Kathy Baughman-McLeod is director of the Adrienne Arsht-Rockefeller Foundation Resilience Centre, which is collaborating on the project.
She told Moncrieff how it will work.
"We helped come up with, with our science teams, a two-track process.
"One is to categorise the heatwaves, and those categories are connected to the expected impact to the health of the community.
"And the second track is to name the heatwave".
There will be three different categories - with a category three being the most severe.
"Every category three gets a name - and the names go backwards up from 'Z' to 'A' in the Spanish alphabet.
"The first one's name is Zoe."
She says the system will offer specific advice to people.

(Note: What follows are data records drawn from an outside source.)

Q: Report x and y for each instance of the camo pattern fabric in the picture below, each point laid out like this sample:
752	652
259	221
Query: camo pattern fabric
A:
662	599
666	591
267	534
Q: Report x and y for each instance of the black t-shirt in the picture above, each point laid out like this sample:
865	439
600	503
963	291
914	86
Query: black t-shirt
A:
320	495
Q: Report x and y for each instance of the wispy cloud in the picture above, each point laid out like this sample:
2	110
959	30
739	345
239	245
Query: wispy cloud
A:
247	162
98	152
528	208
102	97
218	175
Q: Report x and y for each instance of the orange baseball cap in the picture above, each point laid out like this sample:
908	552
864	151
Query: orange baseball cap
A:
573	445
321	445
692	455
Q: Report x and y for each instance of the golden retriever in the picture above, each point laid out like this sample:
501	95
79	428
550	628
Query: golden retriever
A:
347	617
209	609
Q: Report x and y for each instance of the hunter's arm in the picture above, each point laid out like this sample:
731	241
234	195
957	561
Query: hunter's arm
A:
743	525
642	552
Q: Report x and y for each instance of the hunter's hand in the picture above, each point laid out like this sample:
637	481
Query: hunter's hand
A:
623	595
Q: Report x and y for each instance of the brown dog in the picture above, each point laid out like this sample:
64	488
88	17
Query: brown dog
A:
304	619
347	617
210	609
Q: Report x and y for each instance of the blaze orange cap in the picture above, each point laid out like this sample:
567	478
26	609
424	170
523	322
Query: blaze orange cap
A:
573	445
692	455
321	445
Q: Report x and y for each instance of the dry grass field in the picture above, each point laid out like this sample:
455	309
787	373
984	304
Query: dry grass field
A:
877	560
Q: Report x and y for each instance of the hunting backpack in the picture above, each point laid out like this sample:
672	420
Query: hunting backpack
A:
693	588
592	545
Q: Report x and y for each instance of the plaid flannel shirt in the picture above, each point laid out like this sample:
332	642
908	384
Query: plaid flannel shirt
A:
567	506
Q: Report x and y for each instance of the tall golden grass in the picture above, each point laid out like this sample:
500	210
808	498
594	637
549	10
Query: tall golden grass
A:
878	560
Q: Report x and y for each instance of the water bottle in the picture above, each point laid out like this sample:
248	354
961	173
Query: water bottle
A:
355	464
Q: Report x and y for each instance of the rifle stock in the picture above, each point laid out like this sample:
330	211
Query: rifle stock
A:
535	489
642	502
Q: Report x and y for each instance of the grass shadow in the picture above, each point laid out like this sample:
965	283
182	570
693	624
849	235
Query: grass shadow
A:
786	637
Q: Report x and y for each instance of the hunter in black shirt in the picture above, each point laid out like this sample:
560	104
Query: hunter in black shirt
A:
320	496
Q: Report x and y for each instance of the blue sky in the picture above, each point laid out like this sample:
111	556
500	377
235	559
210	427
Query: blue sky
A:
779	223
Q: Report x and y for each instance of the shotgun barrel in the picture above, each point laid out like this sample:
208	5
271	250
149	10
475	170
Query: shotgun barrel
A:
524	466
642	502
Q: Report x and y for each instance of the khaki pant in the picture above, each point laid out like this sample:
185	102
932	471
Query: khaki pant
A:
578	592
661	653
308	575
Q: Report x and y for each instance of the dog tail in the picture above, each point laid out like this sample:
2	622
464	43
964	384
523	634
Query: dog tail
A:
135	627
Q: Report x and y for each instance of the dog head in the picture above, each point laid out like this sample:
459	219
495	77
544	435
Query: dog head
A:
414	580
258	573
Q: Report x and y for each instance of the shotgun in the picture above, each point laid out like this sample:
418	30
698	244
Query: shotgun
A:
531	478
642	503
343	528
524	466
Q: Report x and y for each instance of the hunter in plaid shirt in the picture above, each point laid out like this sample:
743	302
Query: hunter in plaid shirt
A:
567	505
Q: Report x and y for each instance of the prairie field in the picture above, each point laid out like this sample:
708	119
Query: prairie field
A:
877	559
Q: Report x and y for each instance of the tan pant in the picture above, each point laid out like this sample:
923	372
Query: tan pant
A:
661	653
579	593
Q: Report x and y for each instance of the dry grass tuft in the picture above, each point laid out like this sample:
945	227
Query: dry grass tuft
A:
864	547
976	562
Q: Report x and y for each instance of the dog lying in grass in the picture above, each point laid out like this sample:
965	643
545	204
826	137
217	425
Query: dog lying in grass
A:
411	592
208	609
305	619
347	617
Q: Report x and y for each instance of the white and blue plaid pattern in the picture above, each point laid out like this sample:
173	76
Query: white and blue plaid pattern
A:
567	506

"They all come with increased risk to your health - they're specifically giving you instructions on what to do to protect yourself.
"So how much water to drink - not just more water, but how much more. Should you be outside at all?
"These categories are linked to a specific community - so you would have a category system which is the same methodology, but it would fit for specific areas of Ireland, or would fit specifically for different parts of the world.
"It's the temperatures and conditions that are different in each one, but it's the same approach".
And Kathy says heat and its effects is killing more people than any other climate-driven hazard.
"It's silent and it's invisible - and it doesn't rip the roof off your house like a hurricane, you don't see cars floating down the street like a flood.
"And so it needs a PR agency, it needs someone who wakes up every day thinking about how to protect people from heat."
Seville is part of a group of cities worldwide involved in action projects against heat - along with Melbourne, Athens, Los Angeles and New York.